Vendo o sofrimento da velha senhora e do homem que a acompanhava, a médica os conduziu até o berçário, onde puderam ver o lindo bebê que tinha, preso a uma das mãozinhas, o soro que o iria alimentar por algum tempo, já que seu nascimento fora prematuro e necessitava desses recursos. De longe, chorando copiosamente, a pobre velhinha ia me descrevendo... Eu nascera, apesar de prematura, com 2,4kg e 41cm, cabelos pretinhos e arrepiados como os de um chinês, a pele negra avermelhada e sempre inquieta, chorava muito. Acho que era a falta da mamãe para me ninar. Seu Zé disse que era eu um bebezinho lindo e dona Filomena concordou, assim como a médica também. Mas eu era mesmo um lindo bebê! Enquanto me admiravam, uma maca parou em frente ao berçário, na minha direção. Sobre ela, jazia o corpo da minha mãe que, propositalmente o padioleiro parara para se despedir de mim. Meus amigos, num gesto sublime também se despediram e não demorou muito, me acenaram também, num gesto de despedida.
Os dias se passaram, cinco, depois do meu nascimento e ninguém foi me procurar. A direção do hospital começara a se preocupar com meu problema. O Serviço de Assistência Social então tomou sua primeira providência, enviando até o morro da Mangueira um Assistente para que localizasse algum familiar e me tirasse daquele local. Felizmente, como mamãe era uma negra que chamava muita atenção, logo pôde localizar o meu endereço. Meu padrasto se encontrava em casa cuidando dos meus dois irmãos mais novos, já que os outros dois tinham sido entregues a um orfanato assim que nasceram e, conforme fiquei sabendo anos mais tarde, foram doados para duas famílias de estrangeiros, sendo uma italiana e a outra alemã.
- Bom dia. Senhor Pará? – perguntou a jovem assistente.
- Sim, sou eu – respondeu confuso, ao ver aquela jovem branca e linda à sua frente.
- Sou do Serviço Social da Pro Matre onde se encontra sua filha – disse. – Precisamos da sua presença para retira-la de lá, já que não há mais necessidade dela naquele berçário, pois o tratamento que lhe foi aplicado já foi concluído – concluiu.
- Trabalho com carpintaria e estava fora e só esta madrugada, quando regressei, após seis dias, é que tomei conhecimento do que havia acontecido com Nêga. Ainda não acordei de tudo isso e não sei o que vou fazer. Tem dois outros guris que estão com o vizinho e que também precisam de muito cuidado e agora esse que acaba de nascer... – ia continuar, quando a assistente o interrompeu.
- Já estamos sabendo da sua situação, senhor. Entretanto, precisamos que tome uma providência para liberar o mais rápido possível aquele bebê. Sugiro que vá até lá para ver o que podemos fazer, nesse caso – disse.

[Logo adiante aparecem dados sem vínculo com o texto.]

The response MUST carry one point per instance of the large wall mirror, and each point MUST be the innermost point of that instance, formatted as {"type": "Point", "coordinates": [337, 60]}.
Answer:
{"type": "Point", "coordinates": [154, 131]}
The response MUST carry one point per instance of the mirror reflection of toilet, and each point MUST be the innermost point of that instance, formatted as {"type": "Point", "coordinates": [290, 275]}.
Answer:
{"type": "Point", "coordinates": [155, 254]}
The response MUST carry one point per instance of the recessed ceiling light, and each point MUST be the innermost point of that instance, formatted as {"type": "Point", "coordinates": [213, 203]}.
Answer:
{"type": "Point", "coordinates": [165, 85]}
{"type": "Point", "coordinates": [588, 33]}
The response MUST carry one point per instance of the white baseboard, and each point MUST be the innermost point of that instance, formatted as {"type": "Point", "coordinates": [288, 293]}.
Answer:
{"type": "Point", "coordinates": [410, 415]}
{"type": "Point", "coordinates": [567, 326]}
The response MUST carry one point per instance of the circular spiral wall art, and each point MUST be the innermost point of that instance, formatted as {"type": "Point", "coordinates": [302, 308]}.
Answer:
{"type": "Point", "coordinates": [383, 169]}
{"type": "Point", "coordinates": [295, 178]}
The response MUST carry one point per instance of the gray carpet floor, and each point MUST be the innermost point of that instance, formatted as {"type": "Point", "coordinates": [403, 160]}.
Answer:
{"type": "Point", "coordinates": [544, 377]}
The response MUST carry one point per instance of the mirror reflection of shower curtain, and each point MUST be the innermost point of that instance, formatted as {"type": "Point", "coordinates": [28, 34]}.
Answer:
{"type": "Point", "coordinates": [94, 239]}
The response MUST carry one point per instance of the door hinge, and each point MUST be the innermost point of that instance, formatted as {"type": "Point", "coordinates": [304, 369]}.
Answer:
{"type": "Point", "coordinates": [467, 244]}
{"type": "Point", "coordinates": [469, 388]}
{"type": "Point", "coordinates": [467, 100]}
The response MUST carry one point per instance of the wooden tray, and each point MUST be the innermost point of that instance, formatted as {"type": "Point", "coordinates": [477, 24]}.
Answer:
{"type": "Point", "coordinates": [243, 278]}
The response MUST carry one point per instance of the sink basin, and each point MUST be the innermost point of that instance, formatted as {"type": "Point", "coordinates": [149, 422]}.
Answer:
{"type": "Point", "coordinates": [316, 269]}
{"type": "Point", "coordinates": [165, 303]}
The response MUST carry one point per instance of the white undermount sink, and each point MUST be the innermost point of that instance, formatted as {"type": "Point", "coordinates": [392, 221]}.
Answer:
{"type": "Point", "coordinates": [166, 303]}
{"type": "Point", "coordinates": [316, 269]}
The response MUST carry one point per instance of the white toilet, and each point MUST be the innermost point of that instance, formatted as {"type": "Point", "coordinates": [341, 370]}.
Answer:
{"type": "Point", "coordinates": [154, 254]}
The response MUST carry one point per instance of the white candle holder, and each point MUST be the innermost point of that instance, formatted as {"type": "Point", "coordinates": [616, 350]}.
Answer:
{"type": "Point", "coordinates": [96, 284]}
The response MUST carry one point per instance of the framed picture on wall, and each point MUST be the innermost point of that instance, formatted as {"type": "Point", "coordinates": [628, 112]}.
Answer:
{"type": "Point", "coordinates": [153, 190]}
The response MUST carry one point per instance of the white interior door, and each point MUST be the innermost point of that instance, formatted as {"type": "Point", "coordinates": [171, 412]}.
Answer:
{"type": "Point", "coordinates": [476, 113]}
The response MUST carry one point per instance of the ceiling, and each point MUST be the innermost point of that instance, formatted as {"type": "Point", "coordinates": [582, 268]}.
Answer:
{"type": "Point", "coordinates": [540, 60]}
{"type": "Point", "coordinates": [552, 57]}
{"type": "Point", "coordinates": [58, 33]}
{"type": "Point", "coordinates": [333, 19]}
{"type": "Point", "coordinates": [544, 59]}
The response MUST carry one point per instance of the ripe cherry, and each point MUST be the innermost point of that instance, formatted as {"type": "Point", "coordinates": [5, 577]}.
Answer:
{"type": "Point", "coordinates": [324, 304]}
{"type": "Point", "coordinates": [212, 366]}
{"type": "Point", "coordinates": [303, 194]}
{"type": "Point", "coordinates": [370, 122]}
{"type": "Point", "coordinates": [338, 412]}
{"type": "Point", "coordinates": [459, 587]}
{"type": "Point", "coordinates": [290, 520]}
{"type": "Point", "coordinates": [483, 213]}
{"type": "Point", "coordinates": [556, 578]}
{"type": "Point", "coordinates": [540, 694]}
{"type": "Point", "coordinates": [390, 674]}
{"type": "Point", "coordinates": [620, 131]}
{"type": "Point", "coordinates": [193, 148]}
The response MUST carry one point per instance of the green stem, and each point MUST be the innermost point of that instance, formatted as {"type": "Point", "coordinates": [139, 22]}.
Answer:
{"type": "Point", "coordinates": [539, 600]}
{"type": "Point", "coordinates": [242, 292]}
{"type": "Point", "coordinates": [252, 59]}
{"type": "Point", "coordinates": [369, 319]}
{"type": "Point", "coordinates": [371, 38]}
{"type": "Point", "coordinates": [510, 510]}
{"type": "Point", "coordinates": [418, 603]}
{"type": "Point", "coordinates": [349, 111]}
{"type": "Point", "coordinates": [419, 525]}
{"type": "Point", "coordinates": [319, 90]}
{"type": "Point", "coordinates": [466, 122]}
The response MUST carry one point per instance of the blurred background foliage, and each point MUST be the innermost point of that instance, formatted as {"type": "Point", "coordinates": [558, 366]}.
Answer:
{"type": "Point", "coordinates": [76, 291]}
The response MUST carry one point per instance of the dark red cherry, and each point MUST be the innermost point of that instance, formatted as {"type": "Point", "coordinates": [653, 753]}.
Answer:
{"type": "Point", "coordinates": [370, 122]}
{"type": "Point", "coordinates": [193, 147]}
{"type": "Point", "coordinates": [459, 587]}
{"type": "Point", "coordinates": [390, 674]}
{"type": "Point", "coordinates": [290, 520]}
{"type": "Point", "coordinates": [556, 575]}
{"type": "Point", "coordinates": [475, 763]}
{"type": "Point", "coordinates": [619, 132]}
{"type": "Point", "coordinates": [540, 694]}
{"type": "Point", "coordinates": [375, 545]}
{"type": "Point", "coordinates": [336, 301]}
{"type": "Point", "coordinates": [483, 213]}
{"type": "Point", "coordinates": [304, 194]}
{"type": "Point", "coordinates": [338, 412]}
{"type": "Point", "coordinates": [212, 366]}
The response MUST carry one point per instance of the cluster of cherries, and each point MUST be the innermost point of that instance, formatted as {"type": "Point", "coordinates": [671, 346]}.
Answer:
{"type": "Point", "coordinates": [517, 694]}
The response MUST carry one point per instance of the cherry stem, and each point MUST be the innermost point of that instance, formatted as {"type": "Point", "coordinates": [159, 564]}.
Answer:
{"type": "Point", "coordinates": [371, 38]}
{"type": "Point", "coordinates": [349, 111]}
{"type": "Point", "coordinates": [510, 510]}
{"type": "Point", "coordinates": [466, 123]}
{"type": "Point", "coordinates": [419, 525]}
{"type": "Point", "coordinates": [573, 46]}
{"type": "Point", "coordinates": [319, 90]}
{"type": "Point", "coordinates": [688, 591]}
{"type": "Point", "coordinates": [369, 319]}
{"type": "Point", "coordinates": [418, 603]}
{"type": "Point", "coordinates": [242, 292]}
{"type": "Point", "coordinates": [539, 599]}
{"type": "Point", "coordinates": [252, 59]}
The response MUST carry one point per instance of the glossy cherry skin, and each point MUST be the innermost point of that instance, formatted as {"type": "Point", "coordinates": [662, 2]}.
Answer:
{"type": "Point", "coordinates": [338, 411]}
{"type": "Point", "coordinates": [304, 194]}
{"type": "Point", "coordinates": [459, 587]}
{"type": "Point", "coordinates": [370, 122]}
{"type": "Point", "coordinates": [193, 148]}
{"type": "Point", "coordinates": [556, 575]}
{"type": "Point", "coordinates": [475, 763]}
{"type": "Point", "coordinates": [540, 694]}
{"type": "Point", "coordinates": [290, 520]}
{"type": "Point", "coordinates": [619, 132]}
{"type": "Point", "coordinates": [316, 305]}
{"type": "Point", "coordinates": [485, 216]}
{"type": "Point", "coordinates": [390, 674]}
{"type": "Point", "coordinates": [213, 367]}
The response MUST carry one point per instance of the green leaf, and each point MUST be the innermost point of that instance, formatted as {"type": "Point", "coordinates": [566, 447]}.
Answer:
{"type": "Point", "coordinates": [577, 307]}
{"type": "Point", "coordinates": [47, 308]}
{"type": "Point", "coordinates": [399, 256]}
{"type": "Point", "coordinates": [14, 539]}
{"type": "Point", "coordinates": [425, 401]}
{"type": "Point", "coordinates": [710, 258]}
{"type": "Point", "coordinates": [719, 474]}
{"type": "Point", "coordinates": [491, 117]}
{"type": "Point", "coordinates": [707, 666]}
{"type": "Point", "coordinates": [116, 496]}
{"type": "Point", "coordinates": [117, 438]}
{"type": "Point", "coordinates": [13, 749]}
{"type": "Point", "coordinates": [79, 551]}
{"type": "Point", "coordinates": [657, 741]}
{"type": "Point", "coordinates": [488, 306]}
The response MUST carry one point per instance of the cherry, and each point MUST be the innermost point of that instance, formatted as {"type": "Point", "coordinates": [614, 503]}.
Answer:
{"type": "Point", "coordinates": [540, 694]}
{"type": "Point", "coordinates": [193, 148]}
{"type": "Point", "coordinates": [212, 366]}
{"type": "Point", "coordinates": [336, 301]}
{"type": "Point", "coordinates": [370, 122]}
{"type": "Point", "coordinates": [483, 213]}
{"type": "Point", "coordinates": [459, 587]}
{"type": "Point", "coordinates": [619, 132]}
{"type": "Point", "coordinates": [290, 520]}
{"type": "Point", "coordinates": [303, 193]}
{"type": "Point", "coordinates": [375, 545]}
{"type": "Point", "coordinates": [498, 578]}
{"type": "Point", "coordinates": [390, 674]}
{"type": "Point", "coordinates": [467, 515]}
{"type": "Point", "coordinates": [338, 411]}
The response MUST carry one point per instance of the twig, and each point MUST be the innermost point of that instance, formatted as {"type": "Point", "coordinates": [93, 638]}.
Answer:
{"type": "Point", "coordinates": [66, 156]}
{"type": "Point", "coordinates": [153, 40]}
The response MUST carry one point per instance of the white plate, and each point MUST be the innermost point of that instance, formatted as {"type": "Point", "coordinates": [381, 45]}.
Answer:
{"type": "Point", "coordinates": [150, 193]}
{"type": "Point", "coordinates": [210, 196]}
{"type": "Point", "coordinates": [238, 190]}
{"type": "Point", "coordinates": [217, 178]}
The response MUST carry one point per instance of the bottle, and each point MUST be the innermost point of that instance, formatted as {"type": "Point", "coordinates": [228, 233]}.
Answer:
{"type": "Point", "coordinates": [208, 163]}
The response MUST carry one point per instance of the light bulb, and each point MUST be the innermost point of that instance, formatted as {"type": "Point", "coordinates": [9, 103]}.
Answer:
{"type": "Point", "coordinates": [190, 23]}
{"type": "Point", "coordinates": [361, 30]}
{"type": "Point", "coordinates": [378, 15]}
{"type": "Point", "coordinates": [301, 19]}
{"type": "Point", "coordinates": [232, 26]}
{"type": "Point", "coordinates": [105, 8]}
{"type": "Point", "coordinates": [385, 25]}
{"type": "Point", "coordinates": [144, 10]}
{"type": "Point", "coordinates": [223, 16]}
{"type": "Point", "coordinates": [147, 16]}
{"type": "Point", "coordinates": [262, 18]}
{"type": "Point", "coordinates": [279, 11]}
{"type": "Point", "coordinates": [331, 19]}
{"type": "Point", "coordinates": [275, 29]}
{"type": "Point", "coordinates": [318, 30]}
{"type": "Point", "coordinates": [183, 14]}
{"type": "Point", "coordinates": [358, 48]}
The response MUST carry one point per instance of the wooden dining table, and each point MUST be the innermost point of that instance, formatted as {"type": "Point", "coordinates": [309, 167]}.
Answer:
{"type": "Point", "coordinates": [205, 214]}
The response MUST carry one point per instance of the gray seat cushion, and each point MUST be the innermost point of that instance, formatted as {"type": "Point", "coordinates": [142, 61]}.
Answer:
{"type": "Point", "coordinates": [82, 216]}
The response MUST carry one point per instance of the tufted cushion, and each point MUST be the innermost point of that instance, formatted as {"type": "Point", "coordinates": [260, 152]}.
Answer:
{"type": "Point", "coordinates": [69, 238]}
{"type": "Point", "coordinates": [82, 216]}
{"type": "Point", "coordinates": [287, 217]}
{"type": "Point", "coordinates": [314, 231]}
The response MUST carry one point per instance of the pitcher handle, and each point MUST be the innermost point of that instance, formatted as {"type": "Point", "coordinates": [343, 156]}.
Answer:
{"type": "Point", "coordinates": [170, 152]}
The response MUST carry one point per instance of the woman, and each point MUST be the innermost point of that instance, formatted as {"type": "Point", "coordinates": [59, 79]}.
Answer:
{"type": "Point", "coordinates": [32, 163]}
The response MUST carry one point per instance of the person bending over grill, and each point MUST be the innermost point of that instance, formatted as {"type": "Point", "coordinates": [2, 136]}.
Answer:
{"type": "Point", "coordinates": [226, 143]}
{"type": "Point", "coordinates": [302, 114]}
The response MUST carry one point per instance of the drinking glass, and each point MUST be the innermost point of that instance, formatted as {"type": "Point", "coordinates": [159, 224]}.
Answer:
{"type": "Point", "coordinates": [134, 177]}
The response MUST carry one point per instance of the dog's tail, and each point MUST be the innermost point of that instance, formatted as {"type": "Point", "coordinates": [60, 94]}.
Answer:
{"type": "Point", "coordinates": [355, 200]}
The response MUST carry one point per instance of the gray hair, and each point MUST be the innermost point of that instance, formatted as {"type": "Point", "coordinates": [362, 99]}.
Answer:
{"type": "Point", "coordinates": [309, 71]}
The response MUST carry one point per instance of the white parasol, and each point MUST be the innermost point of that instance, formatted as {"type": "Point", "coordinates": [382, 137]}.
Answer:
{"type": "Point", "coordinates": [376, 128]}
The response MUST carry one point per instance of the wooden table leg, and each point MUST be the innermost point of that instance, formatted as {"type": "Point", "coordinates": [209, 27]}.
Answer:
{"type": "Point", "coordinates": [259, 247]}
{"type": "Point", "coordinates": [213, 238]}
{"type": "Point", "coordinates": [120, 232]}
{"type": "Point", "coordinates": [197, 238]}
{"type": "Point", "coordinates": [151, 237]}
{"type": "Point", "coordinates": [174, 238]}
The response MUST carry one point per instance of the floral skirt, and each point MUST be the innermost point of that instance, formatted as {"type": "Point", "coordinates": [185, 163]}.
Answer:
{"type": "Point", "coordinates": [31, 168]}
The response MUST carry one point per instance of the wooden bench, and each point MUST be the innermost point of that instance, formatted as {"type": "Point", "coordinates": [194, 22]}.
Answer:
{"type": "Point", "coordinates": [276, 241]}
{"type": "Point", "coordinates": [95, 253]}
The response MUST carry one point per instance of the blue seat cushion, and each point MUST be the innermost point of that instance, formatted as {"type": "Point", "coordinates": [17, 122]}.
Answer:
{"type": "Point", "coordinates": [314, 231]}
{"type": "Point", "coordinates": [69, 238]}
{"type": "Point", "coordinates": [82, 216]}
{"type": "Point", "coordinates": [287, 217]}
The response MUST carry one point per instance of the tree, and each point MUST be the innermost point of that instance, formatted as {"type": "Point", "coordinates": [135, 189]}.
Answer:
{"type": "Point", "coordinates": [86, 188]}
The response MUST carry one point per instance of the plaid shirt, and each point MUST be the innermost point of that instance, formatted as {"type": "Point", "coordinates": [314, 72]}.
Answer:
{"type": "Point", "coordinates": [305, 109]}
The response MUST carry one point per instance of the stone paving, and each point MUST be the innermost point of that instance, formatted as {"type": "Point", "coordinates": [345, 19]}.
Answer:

- Sinceridade, senhora? – perguntou indeciso. – Não sei se irei – respondeu.
- Como assim? – indagou confusa, a assistente.
- Não tenho onde deixá-la. Tenho mais dois e não sei o que fazer. Além do mais, não me sinto tão pai assim. Conheci Nêga tem mais ou menos dois meses e ela nem mesmo chegou a tomar conhecimento dos meus problemas. E, acontece uma coisa dessas! – explicou cheio de indignação.
- Entendo, senhor – disse. – De qualquer forma, seria bom o senhor ir até lá. Tentaremos buscar uma forma de ajudá-lo. O senhor não conhece ninguém da sua família? – perguntou.
- Não. Infelizmente não cheguei a conhecer ninguém dela. Mas, pelo pouco que me contou, não tinha ninguém mesmo – respondeu.
- E os outros filhos, onde se encontram? – insistiu.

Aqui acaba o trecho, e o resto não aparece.